The Polish Ministry of Energy and Polskie Sieci Elektroenergetyczne (PSE) have prepared draft legislative initiatives that will increase the resilience of the National Power System to disruptions and failures.
In September, they will be included in the list of works of the Council of Ministers. The changes include, among others, the Energy Law, the Cybersecurity Law, and the Public Procurement Law.
The initiative is a response to events in the Iberian Peninsula, where one of the largest blackouts in Europe occurred on April 28. This failure demonstrated the vulnerability of modern society to disruptions in the electricity supply.
A report by the European Network of Transmission System Operators for Electricity (ENTSO-E) on the causes and course of the disruption will be published in October.

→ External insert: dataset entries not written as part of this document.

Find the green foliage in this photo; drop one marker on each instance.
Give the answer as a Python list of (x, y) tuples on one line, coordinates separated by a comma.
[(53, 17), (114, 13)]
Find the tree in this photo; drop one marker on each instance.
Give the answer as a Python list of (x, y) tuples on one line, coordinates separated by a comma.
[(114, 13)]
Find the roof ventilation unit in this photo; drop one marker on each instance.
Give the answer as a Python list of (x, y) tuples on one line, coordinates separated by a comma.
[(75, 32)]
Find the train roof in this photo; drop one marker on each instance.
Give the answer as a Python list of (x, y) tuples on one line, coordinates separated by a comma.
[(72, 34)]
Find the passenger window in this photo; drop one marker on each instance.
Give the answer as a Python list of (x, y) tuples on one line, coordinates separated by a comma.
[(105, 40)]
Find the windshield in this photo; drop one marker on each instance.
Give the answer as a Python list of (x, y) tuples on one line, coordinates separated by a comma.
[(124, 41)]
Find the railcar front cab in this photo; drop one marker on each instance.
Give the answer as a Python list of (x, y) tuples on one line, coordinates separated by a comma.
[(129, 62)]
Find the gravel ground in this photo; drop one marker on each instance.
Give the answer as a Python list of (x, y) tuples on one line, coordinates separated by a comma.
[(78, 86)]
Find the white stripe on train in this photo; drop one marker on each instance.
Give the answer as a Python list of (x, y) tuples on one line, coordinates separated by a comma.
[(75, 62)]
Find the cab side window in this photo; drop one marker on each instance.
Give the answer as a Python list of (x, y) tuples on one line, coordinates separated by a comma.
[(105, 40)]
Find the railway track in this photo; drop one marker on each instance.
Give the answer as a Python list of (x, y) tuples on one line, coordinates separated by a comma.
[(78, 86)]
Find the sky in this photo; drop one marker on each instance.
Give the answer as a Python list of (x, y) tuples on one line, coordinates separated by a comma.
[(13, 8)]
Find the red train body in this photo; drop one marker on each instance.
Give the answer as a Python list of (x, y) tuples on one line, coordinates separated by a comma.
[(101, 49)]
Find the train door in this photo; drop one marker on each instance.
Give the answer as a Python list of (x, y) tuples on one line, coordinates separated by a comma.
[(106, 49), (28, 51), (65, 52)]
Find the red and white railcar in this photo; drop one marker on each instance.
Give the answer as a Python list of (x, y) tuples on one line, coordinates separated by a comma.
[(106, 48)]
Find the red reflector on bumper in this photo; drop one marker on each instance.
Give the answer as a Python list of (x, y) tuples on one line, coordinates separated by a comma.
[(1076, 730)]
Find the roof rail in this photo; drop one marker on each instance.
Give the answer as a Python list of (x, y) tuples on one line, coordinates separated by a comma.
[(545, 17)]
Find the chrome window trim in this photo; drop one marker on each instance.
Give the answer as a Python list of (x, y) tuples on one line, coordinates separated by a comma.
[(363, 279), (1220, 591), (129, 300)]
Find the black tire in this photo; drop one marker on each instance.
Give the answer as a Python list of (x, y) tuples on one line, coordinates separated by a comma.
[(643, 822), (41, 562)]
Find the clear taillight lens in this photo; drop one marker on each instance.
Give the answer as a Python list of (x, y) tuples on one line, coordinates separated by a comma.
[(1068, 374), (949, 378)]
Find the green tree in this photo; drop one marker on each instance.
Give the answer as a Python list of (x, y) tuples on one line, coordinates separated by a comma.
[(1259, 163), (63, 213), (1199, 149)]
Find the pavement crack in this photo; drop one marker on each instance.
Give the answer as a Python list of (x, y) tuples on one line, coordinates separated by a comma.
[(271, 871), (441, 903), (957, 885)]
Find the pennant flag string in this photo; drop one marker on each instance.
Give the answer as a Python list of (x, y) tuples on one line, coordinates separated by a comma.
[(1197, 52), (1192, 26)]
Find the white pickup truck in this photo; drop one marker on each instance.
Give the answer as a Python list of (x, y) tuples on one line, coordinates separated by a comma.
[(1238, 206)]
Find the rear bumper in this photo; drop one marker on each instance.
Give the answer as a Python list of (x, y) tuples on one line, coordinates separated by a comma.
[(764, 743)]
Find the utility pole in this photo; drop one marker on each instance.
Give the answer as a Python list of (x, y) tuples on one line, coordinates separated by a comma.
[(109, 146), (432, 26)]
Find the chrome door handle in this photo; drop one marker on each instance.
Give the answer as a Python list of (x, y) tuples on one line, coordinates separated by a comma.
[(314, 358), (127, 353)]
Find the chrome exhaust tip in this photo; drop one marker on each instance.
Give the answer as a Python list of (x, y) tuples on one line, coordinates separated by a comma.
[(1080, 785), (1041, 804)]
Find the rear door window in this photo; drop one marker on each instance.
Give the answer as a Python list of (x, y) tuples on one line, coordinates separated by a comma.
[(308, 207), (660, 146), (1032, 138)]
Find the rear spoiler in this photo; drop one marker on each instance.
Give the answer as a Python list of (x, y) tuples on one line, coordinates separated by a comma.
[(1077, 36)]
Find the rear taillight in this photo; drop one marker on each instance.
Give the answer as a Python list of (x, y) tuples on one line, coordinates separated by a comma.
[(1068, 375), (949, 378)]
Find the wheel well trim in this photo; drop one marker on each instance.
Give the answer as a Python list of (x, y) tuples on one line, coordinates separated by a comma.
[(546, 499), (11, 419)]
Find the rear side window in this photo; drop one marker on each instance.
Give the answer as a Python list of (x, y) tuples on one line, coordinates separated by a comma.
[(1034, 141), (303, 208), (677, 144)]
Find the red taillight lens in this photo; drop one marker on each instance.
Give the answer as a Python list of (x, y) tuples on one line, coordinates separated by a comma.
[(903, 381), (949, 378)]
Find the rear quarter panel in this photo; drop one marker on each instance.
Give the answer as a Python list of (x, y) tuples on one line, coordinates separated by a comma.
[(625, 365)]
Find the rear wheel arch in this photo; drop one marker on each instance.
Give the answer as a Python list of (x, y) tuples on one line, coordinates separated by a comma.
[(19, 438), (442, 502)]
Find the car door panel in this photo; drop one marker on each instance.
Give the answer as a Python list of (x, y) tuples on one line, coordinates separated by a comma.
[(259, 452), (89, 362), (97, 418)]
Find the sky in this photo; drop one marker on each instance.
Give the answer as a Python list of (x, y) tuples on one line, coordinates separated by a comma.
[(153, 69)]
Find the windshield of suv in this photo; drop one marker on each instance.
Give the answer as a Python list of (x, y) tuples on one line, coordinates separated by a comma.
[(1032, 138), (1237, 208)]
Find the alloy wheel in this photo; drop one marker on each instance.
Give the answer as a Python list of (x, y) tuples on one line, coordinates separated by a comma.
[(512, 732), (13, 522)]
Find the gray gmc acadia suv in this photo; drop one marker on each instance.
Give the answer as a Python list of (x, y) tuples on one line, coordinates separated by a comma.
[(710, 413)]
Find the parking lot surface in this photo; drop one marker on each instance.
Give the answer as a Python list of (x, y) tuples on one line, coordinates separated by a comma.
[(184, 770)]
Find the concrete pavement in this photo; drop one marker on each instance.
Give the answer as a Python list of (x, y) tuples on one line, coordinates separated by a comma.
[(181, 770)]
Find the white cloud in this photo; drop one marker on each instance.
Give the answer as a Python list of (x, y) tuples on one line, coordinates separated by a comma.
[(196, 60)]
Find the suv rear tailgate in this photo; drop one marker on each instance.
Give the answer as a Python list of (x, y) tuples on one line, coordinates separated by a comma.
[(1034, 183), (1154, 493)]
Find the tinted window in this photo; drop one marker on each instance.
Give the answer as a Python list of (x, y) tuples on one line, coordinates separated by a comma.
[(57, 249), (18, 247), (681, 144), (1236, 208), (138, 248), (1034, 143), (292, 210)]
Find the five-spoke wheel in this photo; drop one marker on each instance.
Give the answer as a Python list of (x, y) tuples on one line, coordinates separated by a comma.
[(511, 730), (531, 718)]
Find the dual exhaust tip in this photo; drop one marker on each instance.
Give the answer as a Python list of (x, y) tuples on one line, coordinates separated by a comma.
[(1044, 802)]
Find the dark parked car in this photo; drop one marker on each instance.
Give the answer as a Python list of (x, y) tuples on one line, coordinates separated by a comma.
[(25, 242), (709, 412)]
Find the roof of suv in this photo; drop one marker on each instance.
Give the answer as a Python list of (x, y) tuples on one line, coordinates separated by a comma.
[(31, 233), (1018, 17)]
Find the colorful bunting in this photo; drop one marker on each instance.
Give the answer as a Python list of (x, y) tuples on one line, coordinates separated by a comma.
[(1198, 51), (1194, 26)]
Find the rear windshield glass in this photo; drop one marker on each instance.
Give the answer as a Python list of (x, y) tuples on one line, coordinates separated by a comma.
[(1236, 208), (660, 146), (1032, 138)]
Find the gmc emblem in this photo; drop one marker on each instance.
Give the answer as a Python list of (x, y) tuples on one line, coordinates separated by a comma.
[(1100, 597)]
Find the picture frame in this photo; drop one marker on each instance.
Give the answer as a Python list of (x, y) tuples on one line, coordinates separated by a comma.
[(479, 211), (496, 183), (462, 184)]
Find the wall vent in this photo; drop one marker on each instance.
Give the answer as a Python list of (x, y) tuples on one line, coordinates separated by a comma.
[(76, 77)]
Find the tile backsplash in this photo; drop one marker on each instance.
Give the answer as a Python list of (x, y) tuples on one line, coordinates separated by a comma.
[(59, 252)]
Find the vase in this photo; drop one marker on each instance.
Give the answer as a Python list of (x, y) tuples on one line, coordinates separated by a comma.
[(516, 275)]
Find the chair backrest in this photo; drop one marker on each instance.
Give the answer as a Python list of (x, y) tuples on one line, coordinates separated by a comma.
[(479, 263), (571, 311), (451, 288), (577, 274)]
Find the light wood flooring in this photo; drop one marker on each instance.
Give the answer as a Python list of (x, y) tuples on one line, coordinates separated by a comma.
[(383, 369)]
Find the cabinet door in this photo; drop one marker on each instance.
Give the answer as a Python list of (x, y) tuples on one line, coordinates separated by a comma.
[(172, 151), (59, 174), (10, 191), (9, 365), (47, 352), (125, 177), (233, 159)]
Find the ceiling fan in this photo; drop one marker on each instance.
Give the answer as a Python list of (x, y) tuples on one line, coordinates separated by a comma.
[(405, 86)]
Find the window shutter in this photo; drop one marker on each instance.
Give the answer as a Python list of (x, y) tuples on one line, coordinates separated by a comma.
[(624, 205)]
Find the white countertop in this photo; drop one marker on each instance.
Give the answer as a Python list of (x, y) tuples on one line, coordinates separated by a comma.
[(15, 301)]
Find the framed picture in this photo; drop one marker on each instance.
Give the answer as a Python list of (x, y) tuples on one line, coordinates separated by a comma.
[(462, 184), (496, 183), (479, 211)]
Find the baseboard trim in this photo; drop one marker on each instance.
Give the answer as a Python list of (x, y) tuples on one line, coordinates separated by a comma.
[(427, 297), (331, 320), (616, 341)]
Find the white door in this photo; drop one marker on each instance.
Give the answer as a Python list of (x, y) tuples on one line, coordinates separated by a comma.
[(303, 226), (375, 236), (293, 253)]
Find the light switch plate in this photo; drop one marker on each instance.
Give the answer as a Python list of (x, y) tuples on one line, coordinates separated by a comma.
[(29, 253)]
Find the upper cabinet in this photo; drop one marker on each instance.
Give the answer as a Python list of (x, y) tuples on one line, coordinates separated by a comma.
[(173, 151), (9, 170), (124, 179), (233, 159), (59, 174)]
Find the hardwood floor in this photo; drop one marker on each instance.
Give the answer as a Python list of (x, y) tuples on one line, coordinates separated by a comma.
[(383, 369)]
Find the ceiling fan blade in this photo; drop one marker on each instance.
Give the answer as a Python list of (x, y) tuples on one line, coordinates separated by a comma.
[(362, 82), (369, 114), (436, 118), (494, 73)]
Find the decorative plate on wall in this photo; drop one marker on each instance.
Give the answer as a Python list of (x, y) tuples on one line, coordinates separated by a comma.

However, the available data has allowed conclusions to be drawn, on the basis of which PSE and the Ministry of Energy are preparing proposals for regulatory changes to increase the resilience of the system as part of the so-called anti-blackout package.
“The anti-blackout package is a set of legal changes that will allow us to better protect the power system against failures and cyberattacks. It is our duty to provide Polish families with a sense of security and certainty that energy will flow to households regardless of unforeseen events. With the solutions we are proposing, we want to minimize the risk of events in Poland that have occurred in Spain or Portugal ,” emphasized Minister of Energy Miłosz Motyka.
– We are working on a comprehensive package of laws that will help build long-term energy security for the country. Our priority is to provide citizens and the economy with reliable energy supplies that are resistant to all crises and disruptions. Thanks to these measures, we are strengthening the foundations of our energy sovereignty and paving the way for further sustainable development – said Secretary of State at the Ministry of Energy, Government Plenipotentiary for Strategic Energy Infrastructure Wojciech Wrochna.
– The blackout in Spain and Portugal showed that even a strong system is vulnerable to disruptions, and that restoring it to normal operation can take more than a dozen hours. As an operator, we have presented recommendations for measures that will increase our resilience. This is essential for the security of the economy and society – said PSE President Grzegorz Onichimowski.
The package consists of six areas:
System management: strengthening incentives for market participants to better align electricity production with the current needs of the system, standardizing obligations to report work plans for installations connected to the grid, increasing the number of entities that will be required to participate in the balancing market (by lowering the threshold for the size of obligated installations).
Local content: introducing regulations on the use of a specified share of locally manufactured ICT equipment and solutions in public procurement in the field of electricity.
Cybersecurity: introduction of certification requirements for devices connected to the grid, obligation to subject large installations and the entities managing them to constant cybersecurity supervision, minimization of the vulnerability of devices connected to the National Power System to cyberattacks (security by design).
Operator independence: strengthening the supervision of the government representative for strategic energy infrastructure over the development of the national power grid and operational processes.
Grid connections: shaping the connection process in such a way as to support the development of technologies consistent with the state’s energy policy and the principle of effective management of public funds.
Prosumers: streamlining the rules for connecting prosumers to the grid, ensuring that operators have full knowledge of the operation of prosumer installations and the possibilities for managing them.